Facebook’s Artificial Intelligence research team have expanded and improved their Language-Agnostic Sentence Representations (LASER) toolkit to work with over 90 languages, along with written in 28 different alphabets. This advancement has expedited the transfer of NLP (Natural Language Processing) applications to many more languages.
The company’s AI team is now open-sourcing LASER toolkit and making it as the first multilingual sentence representations’ exploration. The LASER toolkit currently embedded 93 languages. The toolkit gains the outcomes by embedding all languages together in a single shared place. The team is also forming the multilingual encoder and PyTorch code easily available and offering a multilingual test set for in excess for 100 languages. The LASER included 93 languages, with subject-verb-object (SVO) order like English, SOV order like Bengali and Turkic, VSO order like Tagalog and Berber, and even VOS order like Malagasy, according to the reports.
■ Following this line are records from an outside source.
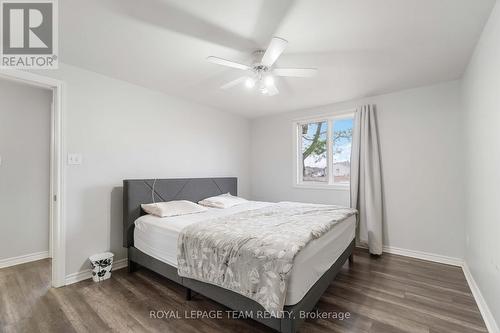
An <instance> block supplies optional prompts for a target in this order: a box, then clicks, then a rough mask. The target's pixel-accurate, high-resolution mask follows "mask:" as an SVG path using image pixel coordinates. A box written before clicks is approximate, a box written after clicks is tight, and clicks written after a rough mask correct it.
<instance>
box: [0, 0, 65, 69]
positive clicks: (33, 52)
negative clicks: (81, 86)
mask: <svg viewBox="0 0 500 333" xmlns="http://www.w3.org/2000/svg"><path fill="white" fill-rule="evenodd" d="M0 13H1V14H0V17H1V19H2V24H1V29H2V31H1V38H2V41H1V43H0V44H1V51H0V55H1V57H2V58H1V64H0V66H1V67H2V68H23V69H28V68H34V69H55V68H57V65H58V61H57V60H58V59H57V51H58V50H57V46H58V45H57V41H58V39H57V37H58V36H57V22H58V21H57V2H56V0H31V1H29V2H27V1H22V0H0Z"/></svg>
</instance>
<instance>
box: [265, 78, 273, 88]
mask: <svg viewBox="0 0 500 333" xmlns="http://www.w3.org/2000/svg"><path fill="white" fill-rule="evenodd" d="M264 84H265V85H266V87H270V86H272V85H274V77H272V76H271V75H268V76H266V77H265V78H264Z"/></svg>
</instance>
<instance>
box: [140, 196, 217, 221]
mask: <svg viewBox="0 0 500 333" xmlns="http://www.w3.org/2000/svg"><path fill="white" fill-rule="evenodd" d="M141 208H142V209H143V210H144V211H145V212H146V213H148V214H151V215H155V216H159V217H170V216H178V215H186V214H194V213H201V212H205V211H207V210H208V209H207V208H206V207H203V206H200V205H198V204H195V203H194V202H191V201H187V200H174V201H168V202H156V203H152V204H141Z"/></svg>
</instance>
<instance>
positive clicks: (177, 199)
mask: <svg viewBox="0 0 500 333" xmlns="http://www.w3.org/2000/svg"><path fill="white" fill-rule="evenodd" d="M153 183H154V193H153ZM237 183H238V179H237V178H177V179H157V180H156V182H155V180H154V179H133V180H124V181H123V246H124V247H130V246H133V245H134V222H135V220H136V219H137V218H139V217H140V216H141V215H143V214H144V213H143V212H142V209H141V204H143V203H152V202H153V195H154V201H156V202H161V201H171V200H189V201H193V202H198V201H200V200H203V199H205V198H207V197H210V196H214V195H219V194H223V193H227V192H229V193H231V194H232V195H237V194H238V191H237Z"/></svg>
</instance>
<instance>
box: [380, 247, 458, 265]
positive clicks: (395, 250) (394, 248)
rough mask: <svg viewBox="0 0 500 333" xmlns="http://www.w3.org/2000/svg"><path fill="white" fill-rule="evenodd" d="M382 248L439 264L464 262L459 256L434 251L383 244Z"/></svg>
mask: <svg viewBox="0 0 500 333" xmlns="http://www.w3.org/2000/svg"><path fill="white" fill-rule="evenodd" d="M383 249H384V252H386V253H391V254H397V255H400V256H405V257H411V258H416V259H422V260H428V261H432V262H437V263H440V264H446V265H452V266H458V267H462V264H463V262H464V260H463V259H460V258H454V257H448V256H443V255H441V254H434V253H429V252H423V251H415V250H407V249H402V248H399V247H394V246H385V245H384V248H383Z"/></svg>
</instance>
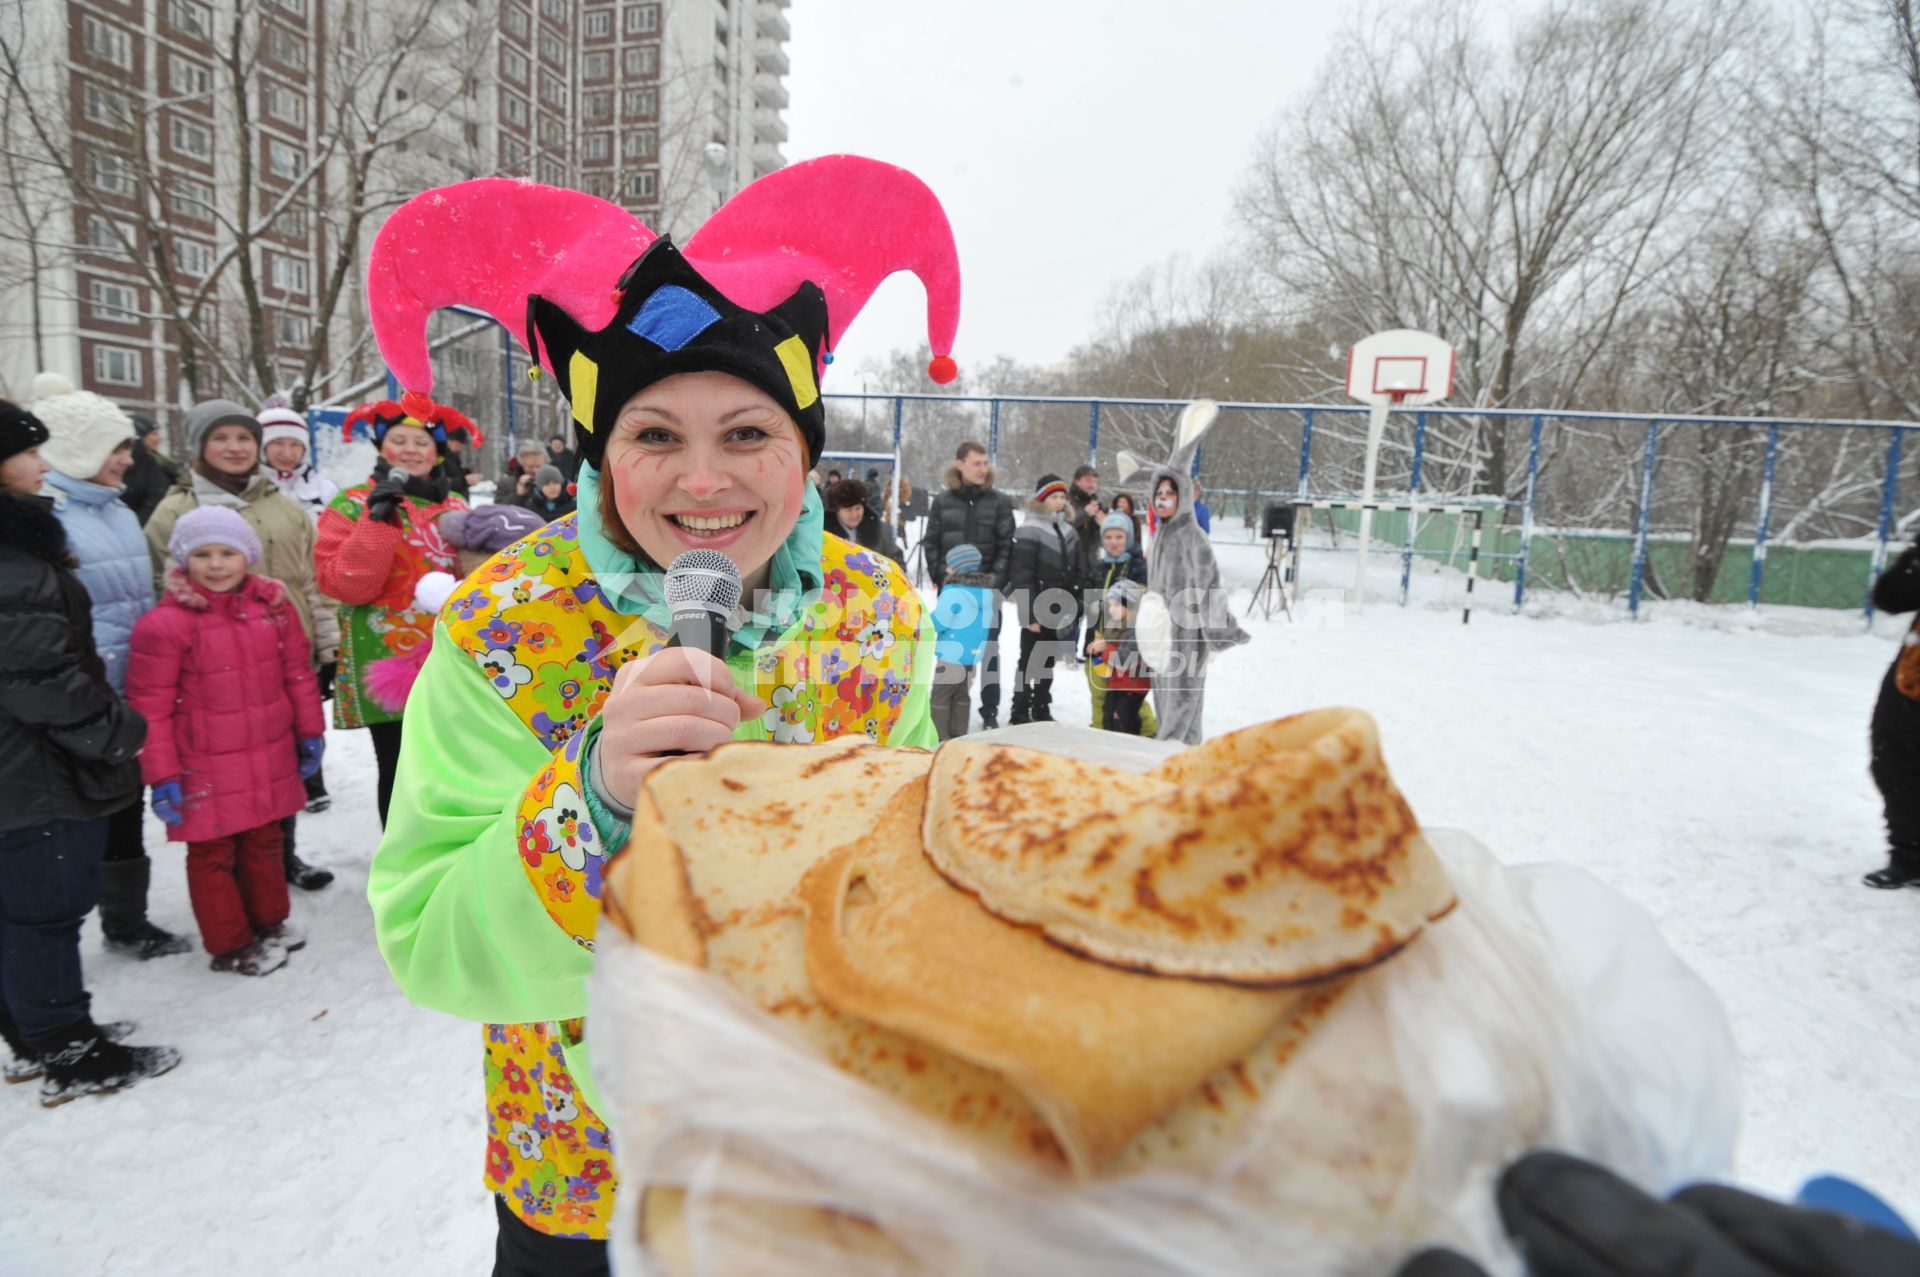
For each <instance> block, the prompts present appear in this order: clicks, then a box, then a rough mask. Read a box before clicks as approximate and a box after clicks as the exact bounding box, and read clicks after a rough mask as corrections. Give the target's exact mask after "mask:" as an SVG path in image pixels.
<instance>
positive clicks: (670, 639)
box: [666, 607, 732, 661]
mask: <svg viewBox="0 0 1920 1277" xmlns="http://www.w3.org/2000/svg"><path fill="white" fill-rule="evenodd" d="M730 638H732V630H728V628H726V616H720V614H718V613H708V611H707V609H705V607H703V609H699V611H689V613H676V614H674V622H672V628H670V630H668V636H666V645H668V647H699V649H701V651H705V653H712V657H714V659H718V661H726V645H728V639H730Z"/></svg>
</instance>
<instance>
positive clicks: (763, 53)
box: [753, 36, 793, 75]
mask: <svg viewBox="0 0 1920 1277" xmlns="http://www.w3.org/2000/svg"><path fill="white" fill-rule="evenodd" d="M753 65H755V67H758V69H760V71H772V73H774V75H785V73H787V71H791V69H793V67H791V63H787V50H785V48H783V42H781V40H770V38H766V36H760V38H758V40H755V42H753Z"/></svg>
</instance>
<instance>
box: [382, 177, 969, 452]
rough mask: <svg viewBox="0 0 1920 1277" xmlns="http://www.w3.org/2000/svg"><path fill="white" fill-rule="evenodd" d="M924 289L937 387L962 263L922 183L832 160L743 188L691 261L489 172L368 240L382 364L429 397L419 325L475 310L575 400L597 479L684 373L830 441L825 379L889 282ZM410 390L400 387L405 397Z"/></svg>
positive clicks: (387, 221)
mask: <svg viewBox="0 0 1920 1277" xmlns="http://www.w3.org/2000/svg"><path fill="white" fill-rule="evenodd" d="M895 271H912V273H914V275H918V277H920V282H922V284H924V286H925V290H927V336H929V344H931V348H933V353H935V359H933V363H931V365H929V367H927V373H929V376H931V378H933V380H937V382H950V380H952V378H954V374H956V367H954V361H952V340H954V328H956V326H958V321H960V263H958V255H956V253H954V242H952V229H950V227H948V225H947V213H945V209H941V204H939V200H935V196H933V192H931V190H927V186H925V184H924V182H922V181H920V179H918V177H914V175H912V173H908V171H904V169H897V167H893V165H887V163H879V161H876V159H862V157H860V156H826V157H822V159H808V161H804V163H797V165H793V167H789V169H781V171H778V173H772V175H768V177H762V179H760V181H756V182H753V184H751V186H747V188H745V190H741V192H739V194H737V196H733V198H732V200H730V202H728V204H724V205H722V207H720V209H718V211H716V213H714V215H712V217H710V219H708V221H707V223H705V225H703V227H701V229H699V230H695V232H693V236H691V238H689V240H687V246H685V250H684V252H682V250H680V248H676V246H674V244H672V242H670V240H668V238H664V236H657V234H655V232H653V230H649V229H647V227H645V225H643V223H641V221H639V219H636V217H634V215H632V213H628V211H626V209H622V207H618V205H614V204H609V202H605V200H599V198H597V196H588V194H582V192H578V190H561V188H557V186H538V184H532V182H520V181H513V179H480V181H472V182H457V184H453V186H440V188H436V190H428V192H422V194H419V196H415V198H413V200H409V202H407V204H403V205H401V207H399V209H397V211H396V213H394V215H392V217H390V219H388V221H386V225H384V227H382V229H380V234H378V236H376V238H374V246H372V255H371V265H369V271H367V277H369V278H367V290H369V300H371V305H372V328H374V336H376V338H378V342H380V353H382V355H384V357H386V361H388V367H392V369H394V374H396V376H397V378H399V382H401V384H403V386H407V392H409V394H413V396H419V398H420V399H422V401H426V396H428V392H430V390H432V384H434V371H432V365H430V361H428V348H426V317H428V315H430V313H432V311H434V309H438V307H442V305H468V307H476V309H482V311H486V313H488V315H492V317H493V319H497V321H499V323H501V325H505V326H507V330H509V332H515V334H516V336H518V338H520V342H522V346H524V348H526V349H528V353H530V355H534V357H536V359H538V361H540V365H541V367H545V369H547V371H549V373H551V374H553V376H555V380H557V382H559V386H561V392H563V394H564V396H566V401H568V403H570V405H572V413H574V424H576V447H578V451H580V455H582V461H586V463H588V465H591V467H595V469H599V461H601V451H603V447H605V440H607V436H609V434H611V430H612V422H614V417H616V415H618V411H620V407H622V405H624V403H626V401H628V399H630V398H632V396H636V394H637V392H641V390H645V388H647V386H651V384H653V382H657V380H662V378H666V376H674V374H676V373H705V371H718V373H730V374H733V376H737V378H741V380H745V382H749V384H753V386H756V388H760V390H764V392H766V394H768V396H772V398H774V401H776V403H780V405H781V407H783V409H785V411H787V413H791V415H793V421H795V422H797V424H799V426H801V436H803V438H804V440H806V447H808V463H812V461H818V459H820V453H822V451H824V447H826V411H824V405H822V399H820V376H822V373H824V371H826V365H828V363H831V359H833V353H831V351H833V348H835V346H837V344H839V338H841V334H843V332H845V330H847V325H849V323H852V317H854V315H856V313H858V311H860V307H862V305H866V300H868V298H870V296H872V294H874V290H876V288H877V286H879V282H881V280H883V278H887V277H889V275H893V273H895ZM405 403H407V396H401V405H405Z"/></svg>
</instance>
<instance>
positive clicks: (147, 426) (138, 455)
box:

The features of LASER toolkit included, it allows zero-shot transfer of NLP models from one language like English, to scores of others involving languages where training data is limited; controls low-resource languages and dialects; offers accuracy for 13 out of the 14 languages in the XNLI corpus and delivers outcomes in cross-lingual document classification, MLDoc corpus; It offers high-speed performance with processing up to 2,000 sentences per second on GPU; and PyTorch has been used to implement the sentence encoder with minimal external dependencies. The features of the LASER also include, it supports the utilization of multiple languages in one sentence. It advances when more new languages get added and the system continues learning to identify the traits of language families.